I often buy food from local (Nova Scotian) producers, and I do take note of which foods in grocery stores are supplied locally as well. When I choose to buy grains, pulses, and field-grown vegetables and fruits locally, I have the piece of mind of knowing that these relatively low-impact foods haven’t been transported long distances or airfreighted in fresh from some far-off location. Furthermore, as someone who spends most of my waking hours contemplating food sustainability and food futures, I appreciate that buying local helps me to forge a relationship with farmers in my region. I can support producers who are thoughtful land stewards, seeking to produce the most food with the smallest impact. And I can deepen my understanding of food systems by learning about the challenges faced by, and the opportunities enjoyed by, the farmers in my region. Lucky for me, I buy from a farmer who sends out e-newsletters describing activities on their vegetable farm!
But is buying local my first or only priority when I’m making decisions about how to eat sustainably? No, it is not. Of course, all else being equal, you can reduce your carbon footprint by buying a local product over its imported equivalent. But take note of that qualifier – all else being equal – because therein lies the rub. The main contributor to environmental impacts is not typically transport, or packaging or processing either for that matter; it’s usually the agricultural production stage. And, therefore, different foods contribute very differently to environmental impacts, as I discussed in my fourth blog.
So that means that if your priority is reducing environmental impacts, then what you eat (especially how much meat and dairy) and how that food is farmed or harvested are more important than how far it has travelled. Furthermore, even when we zoom in to look at the impacts of food transport, the mode of transportation matters far more than the distance travelled.
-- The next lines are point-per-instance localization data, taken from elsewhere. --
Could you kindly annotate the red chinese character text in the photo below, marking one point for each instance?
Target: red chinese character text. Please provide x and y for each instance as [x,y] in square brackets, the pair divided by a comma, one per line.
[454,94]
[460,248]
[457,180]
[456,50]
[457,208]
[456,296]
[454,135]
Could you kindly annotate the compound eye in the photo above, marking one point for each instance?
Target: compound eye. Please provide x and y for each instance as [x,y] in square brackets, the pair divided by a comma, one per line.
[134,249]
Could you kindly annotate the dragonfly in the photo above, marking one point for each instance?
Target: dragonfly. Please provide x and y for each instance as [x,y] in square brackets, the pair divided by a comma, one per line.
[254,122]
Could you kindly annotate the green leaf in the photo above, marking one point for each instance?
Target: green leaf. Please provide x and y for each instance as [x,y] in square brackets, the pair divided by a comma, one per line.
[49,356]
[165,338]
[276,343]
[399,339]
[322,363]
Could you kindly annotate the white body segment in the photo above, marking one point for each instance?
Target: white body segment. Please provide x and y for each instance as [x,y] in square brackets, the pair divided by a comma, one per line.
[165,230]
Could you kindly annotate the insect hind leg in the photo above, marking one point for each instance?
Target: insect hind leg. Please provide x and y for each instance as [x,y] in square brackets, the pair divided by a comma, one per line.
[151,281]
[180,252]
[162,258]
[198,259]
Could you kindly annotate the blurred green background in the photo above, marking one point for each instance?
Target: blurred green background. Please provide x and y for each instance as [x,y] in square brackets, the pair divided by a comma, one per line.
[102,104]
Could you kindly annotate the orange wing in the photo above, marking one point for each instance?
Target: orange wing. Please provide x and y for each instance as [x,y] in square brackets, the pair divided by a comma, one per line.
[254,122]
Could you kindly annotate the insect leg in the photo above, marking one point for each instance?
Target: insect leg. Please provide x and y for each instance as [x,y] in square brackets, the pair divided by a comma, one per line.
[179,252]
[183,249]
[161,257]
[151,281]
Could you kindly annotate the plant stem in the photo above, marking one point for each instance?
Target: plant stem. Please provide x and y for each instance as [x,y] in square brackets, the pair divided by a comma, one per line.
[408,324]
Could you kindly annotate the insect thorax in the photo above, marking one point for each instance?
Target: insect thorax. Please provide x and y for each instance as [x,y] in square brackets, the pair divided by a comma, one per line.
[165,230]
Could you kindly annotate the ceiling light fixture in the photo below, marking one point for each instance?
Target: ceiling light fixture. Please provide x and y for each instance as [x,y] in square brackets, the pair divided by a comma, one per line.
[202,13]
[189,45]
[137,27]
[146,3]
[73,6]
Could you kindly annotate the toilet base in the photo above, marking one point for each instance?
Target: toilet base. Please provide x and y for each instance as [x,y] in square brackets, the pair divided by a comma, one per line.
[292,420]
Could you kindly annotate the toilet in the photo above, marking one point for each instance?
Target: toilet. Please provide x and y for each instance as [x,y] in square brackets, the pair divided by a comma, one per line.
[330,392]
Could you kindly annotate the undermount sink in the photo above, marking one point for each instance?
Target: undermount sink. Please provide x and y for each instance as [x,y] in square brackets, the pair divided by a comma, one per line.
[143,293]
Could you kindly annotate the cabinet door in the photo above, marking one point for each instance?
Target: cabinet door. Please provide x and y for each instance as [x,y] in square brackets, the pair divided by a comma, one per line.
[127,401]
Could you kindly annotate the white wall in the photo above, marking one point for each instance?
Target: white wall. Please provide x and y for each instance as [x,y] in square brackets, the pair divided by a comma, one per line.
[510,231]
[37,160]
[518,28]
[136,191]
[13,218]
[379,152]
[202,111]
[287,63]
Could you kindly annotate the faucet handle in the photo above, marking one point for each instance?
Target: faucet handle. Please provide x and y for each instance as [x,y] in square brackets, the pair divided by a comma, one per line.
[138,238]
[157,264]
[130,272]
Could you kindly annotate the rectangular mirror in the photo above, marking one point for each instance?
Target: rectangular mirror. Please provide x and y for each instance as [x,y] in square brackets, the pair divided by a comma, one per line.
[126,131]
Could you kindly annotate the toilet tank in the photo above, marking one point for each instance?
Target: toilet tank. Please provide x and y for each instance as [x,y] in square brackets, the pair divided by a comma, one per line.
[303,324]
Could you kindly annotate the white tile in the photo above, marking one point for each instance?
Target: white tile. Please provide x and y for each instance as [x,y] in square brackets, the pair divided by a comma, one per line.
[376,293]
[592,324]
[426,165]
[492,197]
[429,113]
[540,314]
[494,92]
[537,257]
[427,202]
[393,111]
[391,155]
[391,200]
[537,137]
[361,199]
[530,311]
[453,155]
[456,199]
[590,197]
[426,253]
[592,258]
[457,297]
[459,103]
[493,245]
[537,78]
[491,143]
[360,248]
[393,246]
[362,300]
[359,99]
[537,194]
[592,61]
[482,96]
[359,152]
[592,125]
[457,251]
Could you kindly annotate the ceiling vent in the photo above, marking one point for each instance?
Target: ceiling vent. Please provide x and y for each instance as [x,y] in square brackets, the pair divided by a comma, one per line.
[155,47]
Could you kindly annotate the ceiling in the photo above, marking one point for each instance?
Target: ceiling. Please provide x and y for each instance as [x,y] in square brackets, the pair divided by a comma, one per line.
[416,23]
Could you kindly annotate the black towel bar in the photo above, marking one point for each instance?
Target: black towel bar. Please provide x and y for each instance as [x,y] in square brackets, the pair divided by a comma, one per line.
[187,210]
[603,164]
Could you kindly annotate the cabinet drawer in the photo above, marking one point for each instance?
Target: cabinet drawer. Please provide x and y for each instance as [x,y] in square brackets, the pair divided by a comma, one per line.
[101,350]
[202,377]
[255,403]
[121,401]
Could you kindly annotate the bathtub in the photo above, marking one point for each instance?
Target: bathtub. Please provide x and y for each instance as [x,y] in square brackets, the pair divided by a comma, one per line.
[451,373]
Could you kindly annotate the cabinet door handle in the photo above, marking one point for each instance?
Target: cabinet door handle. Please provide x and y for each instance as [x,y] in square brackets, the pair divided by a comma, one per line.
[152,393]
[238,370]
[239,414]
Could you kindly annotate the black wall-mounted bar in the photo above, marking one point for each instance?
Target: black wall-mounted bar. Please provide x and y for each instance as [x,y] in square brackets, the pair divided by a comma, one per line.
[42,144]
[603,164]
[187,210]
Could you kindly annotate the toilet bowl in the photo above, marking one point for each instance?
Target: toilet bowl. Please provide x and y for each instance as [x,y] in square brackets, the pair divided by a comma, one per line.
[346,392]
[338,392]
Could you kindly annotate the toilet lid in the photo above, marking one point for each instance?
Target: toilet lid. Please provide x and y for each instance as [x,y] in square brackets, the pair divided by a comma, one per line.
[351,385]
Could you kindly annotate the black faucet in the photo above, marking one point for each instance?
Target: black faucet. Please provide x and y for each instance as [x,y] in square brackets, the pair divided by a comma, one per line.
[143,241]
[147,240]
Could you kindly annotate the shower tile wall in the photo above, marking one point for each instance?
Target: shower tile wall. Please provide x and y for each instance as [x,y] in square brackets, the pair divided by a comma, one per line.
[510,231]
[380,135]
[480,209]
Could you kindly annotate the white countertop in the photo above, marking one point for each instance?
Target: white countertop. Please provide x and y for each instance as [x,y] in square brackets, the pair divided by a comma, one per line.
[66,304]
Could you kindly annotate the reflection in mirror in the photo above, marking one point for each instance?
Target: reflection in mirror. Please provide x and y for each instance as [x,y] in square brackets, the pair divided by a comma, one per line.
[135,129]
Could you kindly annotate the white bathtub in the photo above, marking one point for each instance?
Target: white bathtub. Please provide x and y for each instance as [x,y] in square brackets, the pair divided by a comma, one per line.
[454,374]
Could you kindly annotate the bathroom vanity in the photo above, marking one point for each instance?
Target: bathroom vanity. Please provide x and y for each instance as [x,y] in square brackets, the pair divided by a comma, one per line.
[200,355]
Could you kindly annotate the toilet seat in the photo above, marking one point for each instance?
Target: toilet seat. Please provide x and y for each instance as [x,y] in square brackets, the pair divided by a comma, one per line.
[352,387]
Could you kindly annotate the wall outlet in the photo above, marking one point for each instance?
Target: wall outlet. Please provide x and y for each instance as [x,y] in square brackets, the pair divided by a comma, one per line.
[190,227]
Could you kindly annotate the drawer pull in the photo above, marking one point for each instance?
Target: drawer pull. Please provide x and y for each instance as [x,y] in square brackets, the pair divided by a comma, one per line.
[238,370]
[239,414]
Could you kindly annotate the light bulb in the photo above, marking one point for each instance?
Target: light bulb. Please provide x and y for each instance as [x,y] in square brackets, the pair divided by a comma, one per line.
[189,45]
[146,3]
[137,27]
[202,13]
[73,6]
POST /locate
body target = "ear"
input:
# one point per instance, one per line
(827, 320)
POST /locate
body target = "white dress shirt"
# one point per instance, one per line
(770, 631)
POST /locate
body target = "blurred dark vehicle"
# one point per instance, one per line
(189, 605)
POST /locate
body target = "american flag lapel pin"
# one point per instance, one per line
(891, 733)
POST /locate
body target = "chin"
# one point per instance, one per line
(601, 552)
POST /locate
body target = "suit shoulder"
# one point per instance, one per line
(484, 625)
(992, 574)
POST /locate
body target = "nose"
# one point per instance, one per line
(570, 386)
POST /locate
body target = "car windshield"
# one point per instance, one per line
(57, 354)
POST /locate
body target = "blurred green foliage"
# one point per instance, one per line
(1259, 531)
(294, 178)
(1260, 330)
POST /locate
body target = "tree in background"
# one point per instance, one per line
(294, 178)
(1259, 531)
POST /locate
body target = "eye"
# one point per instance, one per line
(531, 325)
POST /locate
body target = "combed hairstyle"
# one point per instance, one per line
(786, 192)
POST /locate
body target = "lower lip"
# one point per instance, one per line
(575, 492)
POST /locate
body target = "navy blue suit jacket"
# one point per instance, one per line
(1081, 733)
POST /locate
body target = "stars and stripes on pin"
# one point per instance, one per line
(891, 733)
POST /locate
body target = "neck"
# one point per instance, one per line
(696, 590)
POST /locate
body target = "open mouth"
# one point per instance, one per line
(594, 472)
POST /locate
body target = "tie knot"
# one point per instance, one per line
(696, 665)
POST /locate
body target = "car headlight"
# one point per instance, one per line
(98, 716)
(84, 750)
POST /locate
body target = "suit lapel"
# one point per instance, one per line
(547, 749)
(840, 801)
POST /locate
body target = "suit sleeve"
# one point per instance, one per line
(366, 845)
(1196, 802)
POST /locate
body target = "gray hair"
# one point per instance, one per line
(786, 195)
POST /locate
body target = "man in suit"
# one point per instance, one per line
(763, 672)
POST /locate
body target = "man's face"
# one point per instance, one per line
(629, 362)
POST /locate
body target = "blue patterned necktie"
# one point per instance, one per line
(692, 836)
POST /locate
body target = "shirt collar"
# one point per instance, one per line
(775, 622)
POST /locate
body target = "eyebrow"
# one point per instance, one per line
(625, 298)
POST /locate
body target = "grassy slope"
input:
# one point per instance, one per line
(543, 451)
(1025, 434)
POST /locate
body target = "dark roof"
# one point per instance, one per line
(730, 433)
If your favourite food travels by airplane before it reaches your mouth, food miles matter very much indeed (bad news for the fancy chefs who insist on using only the finest ingredients flown in fresh from around the world!). If your favourite food travels by ship or train, food miles matter far less.
So what am I saying here? Am I saying don’t buy local, or that buying local never matters? Nope, I am not. Far be it from me to tell you, dear reader, what to eat and where to purchase your food. I don’t know you: I don’t know what your values and priorities are, I don’t what your health and nutritional needs are, I don’t know if you’re paid a living wage, I don’t know what foods are accessible to you, I don’t know what foods are culturally important to you, and I don’t know where in the world you live!
And that’s exactly the point — there are no silver bullet solutions to food sustainability challenges, and therefore solutions will need to be found and enacted at the scales of the individual, the community, the region, the nation, and the globe. Buying local has many social, local economic, and personal benefits, and sometimes has environmental benefits as well. On its own, however, it’s not enough. Meeting the goal of eradicating hunger and malnutrition will require that the world’s food products are produced sustainably and distributed fairly, sometimes locally and sometimes globally.